I am developing a user level thread library as part of a project. I came up with an approach to implement mutex. I would like to see ur views before going on with it. Basically, i need to implement just 3 functions in my library
mutex_init, mutex_lock and mutex_unlock
I thought my mutex_t structure would look something like
typedef struct
{
int available; //indicates whether the mutex is locked or unlocked
queue listofwaitingthreads;
gtthread_t owningthread;
}mutex_t;
In my mutex_lock function, i will first check if the mutex is available in a while loop. If it is not, i will yield the processor for the next thread to execute.
In my mutex_unlock function, i will check if the owner thread is the current thread. If it is, i will set available to 0.
Is this the way to go about it ? Also, what about deadlock? Should i take care of those conditions in my user level library or should i leave the application programmers to write code properly ?
This won't work, because you have a race condition. If 2 threads try to catch the lock at the same time, both will see available == 0, and both will think they succeeded with taking the mutex.
If you want to do this properly, and without using an already-existing lock, You must access hardware operations like TAS, CAS, etc.

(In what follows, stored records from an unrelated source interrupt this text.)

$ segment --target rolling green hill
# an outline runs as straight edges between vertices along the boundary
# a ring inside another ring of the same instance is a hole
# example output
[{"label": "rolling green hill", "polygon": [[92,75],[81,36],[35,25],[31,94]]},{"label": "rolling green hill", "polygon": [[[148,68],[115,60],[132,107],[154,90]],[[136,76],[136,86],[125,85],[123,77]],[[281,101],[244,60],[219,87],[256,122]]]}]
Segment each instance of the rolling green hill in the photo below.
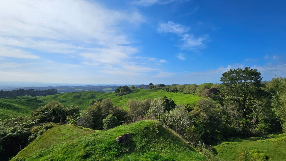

There are algorithms that give you mutual exclusion without such hardware support, but they make some assumptions that are many times false. For more details about this, I highly recommend reading Herlihy and Shavit's The art of multiprocessor programming, chapter 7.
You shouldn't worry about deadlocks in this level - mutex locks should be simple enough, and there is some assumption that the programmer using them should use care not to cause deadlocks (advanced mutexes can check for self-deadlock, meaning a thread that calls lock twice without calling unlock in the middle).
Not only that you have to do atomic operations to read and modify the flag (as Eran pointed out) you also have to watch that your queue is capable to have concurrent accesses. This is not completely trivial, sort of hen and egg problem.
But if you'd really implement this by spinning, you wouldn't even need to have such a queue. The access order to the lock then would be mainly random, though.
Probably just yielding would also not be enough, this can be quite costly if you have threads holding the lock for more than some processor cycles. Consider using nanosleep with a low time value for the wait.
In general, a mutex implementation should look like:
Lock:
while (trylock()==failed) {
atomic_inc(waiter_cnt);
atomic_sleep_if_locked();
atomic_dec(waiter_cnt);
}
Trylock:
return atomic_swap(&lock, 1);
Unlock:
atomic_store(&lock, 0);
if (waiter_cnt) wakeup_sleepers();
Things get more complex if you want recursive mutexes, mutexes that can synchronize their own destruction (i.e. freeing the mutex is safe as soon as you get the lock), etc.
Note that atomic_sleep_if_locked and wakeup_sleepers correspond to FUTEX_WAIT and FUTEX_WAKE ops on Linux. The other atomics are probably CPU instructions, but could be system calls or kernel-assisted userspace function code, as in the case of Linux/ARM and the 0xffff0fc0 atomic compare-and-swap call.
You do not need atomic instructions for a user level thread library, because all the threads are going to be user level threads of the same process. So actually when your process is given the time slice to execute, you are running multiple threads during that time slice but on the same processor. So, no two threads are going to be in the library function at the same time. Considering that the functions for mutex are already in the library, mutual exclusion is guaranteed.